E2EE promises that data sending between two endpoints can be decrypted by only those two endpoints. If an app offers E2EE but still has functions to retrieve private keys from users for any purposes such as for multi-device sync, is that considered acceptable as the app owner can get the private keys from the users and decrypt user messages when they need as the app resides on the user devices has the functions for retrieving user private key which could be invoked for other purposes such as for legal execution ?
Is it generally considered acceptable for app owners to be able to retrieve private keys from users when their apps offer end-to-end encryption?
No, it's not acceptable if the app providing service can actually access/read your raw keys.

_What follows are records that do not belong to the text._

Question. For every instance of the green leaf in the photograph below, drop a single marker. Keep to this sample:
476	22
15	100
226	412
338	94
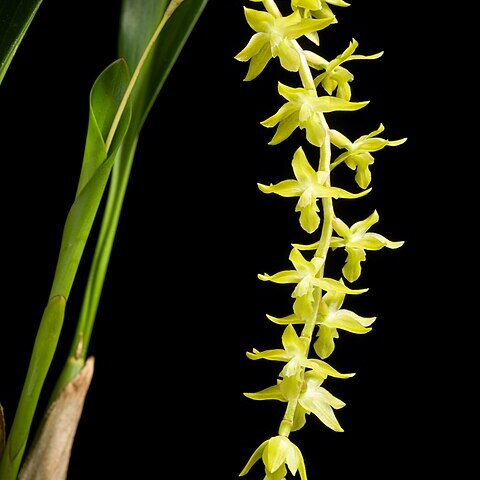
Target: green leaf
15	18
105	99
2	431
139	20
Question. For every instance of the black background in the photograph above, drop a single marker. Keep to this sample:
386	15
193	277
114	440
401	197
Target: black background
182	303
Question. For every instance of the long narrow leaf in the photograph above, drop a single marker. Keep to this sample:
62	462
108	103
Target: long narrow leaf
15	18
105	98
97	164
138	21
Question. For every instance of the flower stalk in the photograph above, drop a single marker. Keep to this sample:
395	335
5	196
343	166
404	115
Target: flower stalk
317	298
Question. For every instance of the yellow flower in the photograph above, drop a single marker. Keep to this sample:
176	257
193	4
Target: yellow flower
358	156
356	240
277	453
305	109
309	186
274	39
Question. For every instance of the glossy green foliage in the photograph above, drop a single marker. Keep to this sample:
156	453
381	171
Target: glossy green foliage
137	24
15	18
105	98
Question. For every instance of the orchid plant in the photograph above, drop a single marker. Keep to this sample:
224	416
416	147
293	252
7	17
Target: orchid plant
151	36
291	35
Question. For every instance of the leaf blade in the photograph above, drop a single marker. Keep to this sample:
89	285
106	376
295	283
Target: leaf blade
15	18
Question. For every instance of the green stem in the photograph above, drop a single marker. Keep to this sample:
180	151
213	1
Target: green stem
118	186
173	5
42	355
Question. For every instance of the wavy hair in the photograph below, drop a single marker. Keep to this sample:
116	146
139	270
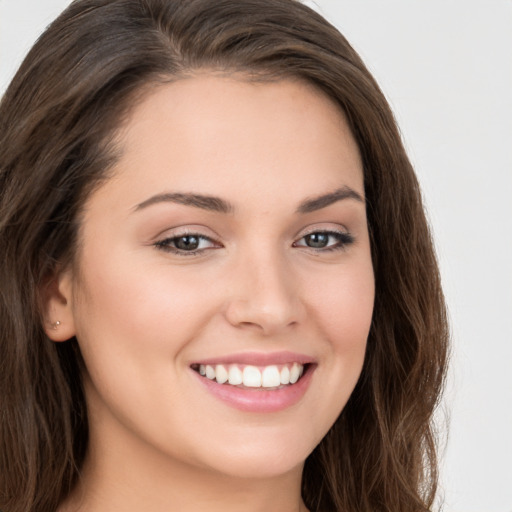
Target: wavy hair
58	120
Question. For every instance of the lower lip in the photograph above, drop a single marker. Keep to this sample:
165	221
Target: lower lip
259	399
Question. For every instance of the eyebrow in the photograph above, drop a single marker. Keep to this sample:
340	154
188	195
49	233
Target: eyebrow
210	203
216	204
317	203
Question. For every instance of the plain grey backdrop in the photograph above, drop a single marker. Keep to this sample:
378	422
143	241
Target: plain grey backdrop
446	68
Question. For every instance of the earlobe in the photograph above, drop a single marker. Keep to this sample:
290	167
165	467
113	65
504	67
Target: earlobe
57	295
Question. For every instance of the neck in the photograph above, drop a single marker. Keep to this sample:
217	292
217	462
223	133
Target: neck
141	478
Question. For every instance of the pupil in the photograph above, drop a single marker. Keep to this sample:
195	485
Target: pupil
317	240
187	243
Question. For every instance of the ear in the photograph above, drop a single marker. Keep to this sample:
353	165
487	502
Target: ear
57	303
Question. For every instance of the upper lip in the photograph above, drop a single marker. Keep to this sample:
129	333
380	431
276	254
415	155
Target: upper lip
258	358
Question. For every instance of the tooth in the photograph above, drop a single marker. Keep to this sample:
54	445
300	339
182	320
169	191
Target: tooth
252	377
221	374
295	373
270	377
210	372
235	375
285	375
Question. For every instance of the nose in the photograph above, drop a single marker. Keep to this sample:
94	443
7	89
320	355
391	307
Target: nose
265	296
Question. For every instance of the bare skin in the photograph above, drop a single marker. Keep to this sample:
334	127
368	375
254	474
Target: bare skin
163	282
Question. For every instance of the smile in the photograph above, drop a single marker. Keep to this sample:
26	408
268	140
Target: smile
250	376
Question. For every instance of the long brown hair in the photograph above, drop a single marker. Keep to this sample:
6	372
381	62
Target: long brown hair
58	120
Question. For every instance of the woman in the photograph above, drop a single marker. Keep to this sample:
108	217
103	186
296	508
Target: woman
218	284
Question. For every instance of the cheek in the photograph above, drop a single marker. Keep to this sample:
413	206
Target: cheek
344	306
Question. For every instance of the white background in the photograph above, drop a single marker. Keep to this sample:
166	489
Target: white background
446	68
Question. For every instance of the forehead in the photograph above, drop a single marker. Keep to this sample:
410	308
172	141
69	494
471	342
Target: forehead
214	134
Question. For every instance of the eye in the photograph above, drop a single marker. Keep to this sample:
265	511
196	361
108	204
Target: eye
186	244
325	240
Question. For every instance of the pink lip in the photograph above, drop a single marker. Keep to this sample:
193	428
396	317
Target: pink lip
259	400
259	358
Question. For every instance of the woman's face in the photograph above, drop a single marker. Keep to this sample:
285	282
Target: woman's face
232	241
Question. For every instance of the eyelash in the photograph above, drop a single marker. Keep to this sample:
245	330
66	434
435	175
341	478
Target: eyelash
344	239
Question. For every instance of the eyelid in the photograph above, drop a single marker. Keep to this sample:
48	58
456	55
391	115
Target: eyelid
345	238
164	242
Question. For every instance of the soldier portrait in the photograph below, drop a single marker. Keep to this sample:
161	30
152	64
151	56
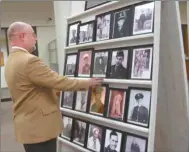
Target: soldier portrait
70	64
116	105
141	63
119	64
68	98
67	121
135	144
100	64
98	100
112	141
139	107
94	138
85	63
121	23
79	132
143	18
81	100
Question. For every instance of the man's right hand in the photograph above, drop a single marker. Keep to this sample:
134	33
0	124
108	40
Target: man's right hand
95	81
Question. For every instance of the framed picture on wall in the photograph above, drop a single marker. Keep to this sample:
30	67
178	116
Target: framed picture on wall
143	18
138	112
86	32
92	4
72	33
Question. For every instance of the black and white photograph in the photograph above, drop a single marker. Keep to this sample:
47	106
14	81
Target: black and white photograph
113	141
121	23
70	64
79	132
94	138
67	99
73	34
141	63
139	107
143	18
86	32
67	121
135	144
103	26
81	100
119	64
100	63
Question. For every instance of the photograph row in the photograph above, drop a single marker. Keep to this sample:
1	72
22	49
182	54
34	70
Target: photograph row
118	63
101	139
123	22
130	105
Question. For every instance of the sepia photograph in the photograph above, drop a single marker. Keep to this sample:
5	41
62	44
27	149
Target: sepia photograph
103	22
139	107
73	34
116	105
113	141
100	64
121	23
135	144
143	18
86	32
81	101
119	64
98	97
141	63
94	138
85	57
70	66
79	132
68	98
67	121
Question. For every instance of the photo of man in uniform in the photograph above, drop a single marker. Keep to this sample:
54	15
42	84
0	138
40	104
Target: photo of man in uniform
119	67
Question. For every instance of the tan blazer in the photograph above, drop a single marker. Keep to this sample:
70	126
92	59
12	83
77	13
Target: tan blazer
37	117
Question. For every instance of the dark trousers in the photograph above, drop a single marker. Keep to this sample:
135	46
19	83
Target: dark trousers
48	146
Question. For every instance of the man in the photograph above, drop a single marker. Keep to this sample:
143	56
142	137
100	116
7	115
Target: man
140	112
37	117
113	143
118	70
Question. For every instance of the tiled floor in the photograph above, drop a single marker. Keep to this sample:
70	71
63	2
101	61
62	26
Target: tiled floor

As a result, the main question should actually be: are device-specific keys synced/exchanged between devices in an E2EE way, so that the app's servers only see encrypted data packages instead of raw, unencrypted keys?
The answer will depend on the individual app and how the app provider implemented things. (In the end, this is why I personally prefer open-source solutions, as they allow me to verify all the things that go on "behind the screens" in the sourcecode.)
One thing is clear: if things like key sync are not end-to-end encrypted, the app should not be advertised as having such cryptographic protection. Keys are secrets, and should be treated/handled as such.
Yet, it should be noted that there are benign apps out there that do it correctly, so there is no satisfying one-fits-all answer to this.